To be clear, I am not arguing that the treatment of Black Americans was internationally lawful. On the contrary, I think the fears of Taylor, Jackson, and US war-crimes officials were wholly justified: if crimes against humanity did not require a nexus with war, there was no question the US government had committed a variety of such crimes against Black men and women. Persecution is an obvious one, and also extermination, which does not have genocide’s specific-intent requirement. I even think it is likely that segregation and the violence that accompanied it satisfy the legal definition of the crime against humanity of apartheid (although the crime obviously did not exist during segregation).
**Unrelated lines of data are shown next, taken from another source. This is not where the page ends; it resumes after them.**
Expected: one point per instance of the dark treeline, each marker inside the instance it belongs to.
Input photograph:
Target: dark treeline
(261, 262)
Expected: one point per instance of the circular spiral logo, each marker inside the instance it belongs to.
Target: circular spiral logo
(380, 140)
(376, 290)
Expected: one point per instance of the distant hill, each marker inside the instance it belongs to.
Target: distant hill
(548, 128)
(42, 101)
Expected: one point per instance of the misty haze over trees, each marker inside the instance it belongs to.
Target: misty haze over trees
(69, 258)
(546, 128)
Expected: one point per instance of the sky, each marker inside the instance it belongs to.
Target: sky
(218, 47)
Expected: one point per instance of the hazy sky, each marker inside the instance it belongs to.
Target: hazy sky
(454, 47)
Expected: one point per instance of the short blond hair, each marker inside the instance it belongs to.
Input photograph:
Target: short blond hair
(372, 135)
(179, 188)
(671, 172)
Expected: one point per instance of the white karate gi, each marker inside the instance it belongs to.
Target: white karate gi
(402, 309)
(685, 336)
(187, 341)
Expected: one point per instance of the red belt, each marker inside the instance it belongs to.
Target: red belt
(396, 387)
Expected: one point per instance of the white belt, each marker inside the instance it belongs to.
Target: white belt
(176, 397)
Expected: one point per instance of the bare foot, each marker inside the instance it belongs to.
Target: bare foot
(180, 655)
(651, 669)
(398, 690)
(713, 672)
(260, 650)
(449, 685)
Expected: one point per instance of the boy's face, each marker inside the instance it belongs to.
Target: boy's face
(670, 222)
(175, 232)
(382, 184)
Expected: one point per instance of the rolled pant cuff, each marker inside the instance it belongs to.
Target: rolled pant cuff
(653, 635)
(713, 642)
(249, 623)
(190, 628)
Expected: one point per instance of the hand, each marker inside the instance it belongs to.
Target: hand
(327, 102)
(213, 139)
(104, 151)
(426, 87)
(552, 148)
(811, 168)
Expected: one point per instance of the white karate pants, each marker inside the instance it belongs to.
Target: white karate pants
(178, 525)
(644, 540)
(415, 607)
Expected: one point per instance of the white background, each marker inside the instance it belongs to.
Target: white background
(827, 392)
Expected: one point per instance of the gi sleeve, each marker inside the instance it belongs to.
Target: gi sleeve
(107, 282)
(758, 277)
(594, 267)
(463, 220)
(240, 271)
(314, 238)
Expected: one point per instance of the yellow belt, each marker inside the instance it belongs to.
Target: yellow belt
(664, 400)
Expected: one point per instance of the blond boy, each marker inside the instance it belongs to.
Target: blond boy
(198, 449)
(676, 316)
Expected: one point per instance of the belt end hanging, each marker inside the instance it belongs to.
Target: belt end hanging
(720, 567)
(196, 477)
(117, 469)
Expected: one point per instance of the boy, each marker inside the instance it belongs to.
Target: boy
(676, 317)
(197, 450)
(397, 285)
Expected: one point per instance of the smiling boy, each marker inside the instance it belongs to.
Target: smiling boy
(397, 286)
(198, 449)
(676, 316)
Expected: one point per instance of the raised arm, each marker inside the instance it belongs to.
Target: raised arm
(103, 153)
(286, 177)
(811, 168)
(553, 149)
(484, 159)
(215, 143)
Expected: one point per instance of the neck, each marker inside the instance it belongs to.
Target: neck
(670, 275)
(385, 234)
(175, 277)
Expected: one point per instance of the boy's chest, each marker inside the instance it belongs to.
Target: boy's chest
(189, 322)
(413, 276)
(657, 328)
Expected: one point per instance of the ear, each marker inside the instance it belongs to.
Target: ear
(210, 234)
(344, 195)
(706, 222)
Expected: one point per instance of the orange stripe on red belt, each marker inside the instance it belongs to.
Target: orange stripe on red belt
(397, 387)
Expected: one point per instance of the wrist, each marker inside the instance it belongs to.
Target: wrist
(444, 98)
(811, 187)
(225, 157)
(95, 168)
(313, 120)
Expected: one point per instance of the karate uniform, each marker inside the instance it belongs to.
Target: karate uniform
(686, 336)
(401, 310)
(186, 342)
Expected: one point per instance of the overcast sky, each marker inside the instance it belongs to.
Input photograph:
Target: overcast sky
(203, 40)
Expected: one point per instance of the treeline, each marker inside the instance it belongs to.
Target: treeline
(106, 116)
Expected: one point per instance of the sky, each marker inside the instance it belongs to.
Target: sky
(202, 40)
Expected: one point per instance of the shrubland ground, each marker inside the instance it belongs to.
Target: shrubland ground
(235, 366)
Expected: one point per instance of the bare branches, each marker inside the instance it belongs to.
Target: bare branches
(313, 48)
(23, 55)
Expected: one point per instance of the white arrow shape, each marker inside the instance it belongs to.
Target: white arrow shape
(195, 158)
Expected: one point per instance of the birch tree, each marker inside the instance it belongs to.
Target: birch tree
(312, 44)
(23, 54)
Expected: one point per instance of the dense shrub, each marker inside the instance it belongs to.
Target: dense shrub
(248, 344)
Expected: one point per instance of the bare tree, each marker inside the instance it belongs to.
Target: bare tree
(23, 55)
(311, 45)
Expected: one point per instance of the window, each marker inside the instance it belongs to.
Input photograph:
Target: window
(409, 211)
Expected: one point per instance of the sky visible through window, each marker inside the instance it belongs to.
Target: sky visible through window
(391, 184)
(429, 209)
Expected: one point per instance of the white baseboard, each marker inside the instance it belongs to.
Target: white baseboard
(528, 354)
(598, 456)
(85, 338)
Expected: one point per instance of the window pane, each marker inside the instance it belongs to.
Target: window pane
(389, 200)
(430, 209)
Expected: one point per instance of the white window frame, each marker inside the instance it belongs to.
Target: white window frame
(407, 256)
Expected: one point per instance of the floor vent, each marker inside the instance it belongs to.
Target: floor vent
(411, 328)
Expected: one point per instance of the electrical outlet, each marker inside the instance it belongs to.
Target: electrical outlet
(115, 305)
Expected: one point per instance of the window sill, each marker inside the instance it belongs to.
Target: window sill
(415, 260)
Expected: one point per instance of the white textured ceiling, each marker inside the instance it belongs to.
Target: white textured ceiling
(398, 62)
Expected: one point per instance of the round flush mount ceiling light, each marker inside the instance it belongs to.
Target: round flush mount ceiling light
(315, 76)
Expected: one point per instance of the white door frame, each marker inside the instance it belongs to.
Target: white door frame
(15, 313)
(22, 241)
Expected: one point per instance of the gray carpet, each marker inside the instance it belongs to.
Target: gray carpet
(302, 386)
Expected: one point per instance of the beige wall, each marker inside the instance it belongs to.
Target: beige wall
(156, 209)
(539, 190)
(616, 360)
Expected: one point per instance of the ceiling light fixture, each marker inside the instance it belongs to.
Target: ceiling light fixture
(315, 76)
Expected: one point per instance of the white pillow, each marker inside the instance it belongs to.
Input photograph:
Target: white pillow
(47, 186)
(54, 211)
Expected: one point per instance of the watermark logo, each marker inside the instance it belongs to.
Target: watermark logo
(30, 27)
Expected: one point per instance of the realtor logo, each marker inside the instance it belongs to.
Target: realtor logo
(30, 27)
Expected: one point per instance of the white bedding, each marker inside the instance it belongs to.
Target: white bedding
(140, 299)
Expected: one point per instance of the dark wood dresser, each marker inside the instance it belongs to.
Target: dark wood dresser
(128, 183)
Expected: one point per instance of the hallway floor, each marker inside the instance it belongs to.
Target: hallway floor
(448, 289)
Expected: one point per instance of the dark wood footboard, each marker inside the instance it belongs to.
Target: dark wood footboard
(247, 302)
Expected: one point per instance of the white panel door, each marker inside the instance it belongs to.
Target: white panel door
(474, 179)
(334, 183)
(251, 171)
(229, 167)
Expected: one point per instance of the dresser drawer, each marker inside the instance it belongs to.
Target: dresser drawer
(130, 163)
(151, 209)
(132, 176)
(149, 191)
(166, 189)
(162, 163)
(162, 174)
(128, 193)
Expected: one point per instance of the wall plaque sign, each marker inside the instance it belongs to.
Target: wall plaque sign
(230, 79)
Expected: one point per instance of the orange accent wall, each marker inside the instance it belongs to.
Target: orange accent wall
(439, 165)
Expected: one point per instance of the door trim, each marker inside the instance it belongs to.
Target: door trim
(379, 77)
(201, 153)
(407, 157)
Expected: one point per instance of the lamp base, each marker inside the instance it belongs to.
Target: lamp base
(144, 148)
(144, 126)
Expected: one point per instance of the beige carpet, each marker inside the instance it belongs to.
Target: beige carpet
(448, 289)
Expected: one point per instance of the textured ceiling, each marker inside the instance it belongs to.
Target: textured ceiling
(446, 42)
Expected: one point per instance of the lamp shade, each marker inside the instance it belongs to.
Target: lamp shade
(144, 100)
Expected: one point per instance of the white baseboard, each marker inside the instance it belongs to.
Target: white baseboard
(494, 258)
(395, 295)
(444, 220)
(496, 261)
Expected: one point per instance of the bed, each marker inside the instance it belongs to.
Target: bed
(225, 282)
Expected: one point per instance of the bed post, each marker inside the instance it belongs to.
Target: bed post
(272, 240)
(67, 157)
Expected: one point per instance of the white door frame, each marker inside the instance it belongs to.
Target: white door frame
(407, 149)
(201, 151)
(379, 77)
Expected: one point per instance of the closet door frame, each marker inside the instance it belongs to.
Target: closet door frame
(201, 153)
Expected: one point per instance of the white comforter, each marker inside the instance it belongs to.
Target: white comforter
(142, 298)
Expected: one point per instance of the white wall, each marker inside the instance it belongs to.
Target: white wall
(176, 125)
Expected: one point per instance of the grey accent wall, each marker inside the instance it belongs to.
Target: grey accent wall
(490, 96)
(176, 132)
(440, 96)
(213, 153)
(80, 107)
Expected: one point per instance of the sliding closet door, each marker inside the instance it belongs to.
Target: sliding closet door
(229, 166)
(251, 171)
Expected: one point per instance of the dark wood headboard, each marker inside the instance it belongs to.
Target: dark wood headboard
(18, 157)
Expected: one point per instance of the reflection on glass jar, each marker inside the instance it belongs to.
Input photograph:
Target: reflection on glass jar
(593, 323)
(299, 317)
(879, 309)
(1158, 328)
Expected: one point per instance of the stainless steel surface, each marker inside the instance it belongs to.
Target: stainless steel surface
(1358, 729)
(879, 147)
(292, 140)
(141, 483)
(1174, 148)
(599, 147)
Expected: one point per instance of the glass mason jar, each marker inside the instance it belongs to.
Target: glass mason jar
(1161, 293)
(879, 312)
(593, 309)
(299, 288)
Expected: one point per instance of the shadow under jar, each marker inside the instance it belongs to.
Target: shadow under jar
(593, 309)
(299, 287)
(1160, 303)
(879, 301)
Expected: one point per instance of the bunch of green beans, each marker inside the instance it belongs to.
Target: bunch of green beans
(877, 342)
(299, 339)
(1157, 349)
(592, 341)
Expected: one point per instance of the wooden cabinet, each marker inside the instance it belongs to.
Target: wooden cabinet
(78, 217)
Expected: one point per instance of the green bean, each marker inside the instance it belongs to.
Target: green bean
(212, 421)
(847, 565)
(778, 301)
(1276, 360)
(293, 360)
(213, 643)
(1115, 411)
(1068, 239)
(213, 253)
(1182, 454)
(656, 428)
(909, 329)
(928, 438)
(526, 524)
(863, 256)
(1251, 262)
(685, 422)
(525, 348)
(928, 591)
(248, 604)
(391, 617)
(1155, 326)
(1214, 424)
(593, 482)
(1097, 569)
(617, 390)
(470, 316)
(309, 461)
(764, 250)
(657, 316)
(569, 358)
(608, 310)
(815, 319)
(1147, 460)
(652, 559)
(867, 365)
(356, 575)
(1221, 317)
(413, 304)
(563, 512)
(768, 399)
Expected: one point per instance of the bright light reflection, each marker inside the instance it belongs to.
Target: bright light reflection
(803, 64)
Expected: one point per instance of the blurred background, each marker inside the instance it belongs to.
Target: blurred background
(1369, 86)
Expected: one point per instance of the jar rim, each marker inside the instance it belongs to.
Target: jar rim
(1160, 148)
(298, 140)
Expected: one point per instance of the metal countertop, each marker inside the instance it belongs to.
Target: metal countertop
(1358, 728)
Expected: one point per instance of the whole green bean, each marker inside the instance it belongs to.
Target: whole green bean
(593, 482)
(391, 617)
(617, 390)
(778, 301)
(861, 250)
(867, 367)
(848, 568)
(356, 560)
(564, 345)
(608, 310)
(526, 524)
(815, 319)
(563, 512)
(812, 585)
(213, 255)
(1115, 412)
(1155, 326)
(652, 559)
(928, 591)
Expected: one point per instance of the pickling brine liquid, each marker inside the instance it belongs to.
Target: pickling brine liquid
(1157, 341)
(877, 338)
But not genocide. And that is not a bad thing — it in no way minimises or trivialises the horrors of how Black people have been treated by their government throughout American history to describe that treatment as “merely” the crimes against humanity of persecution, extermination, and apartheid. Their treatment, which even today shows no signs of abating, will always be one of the great stains in American history. No matter how we legally describe it.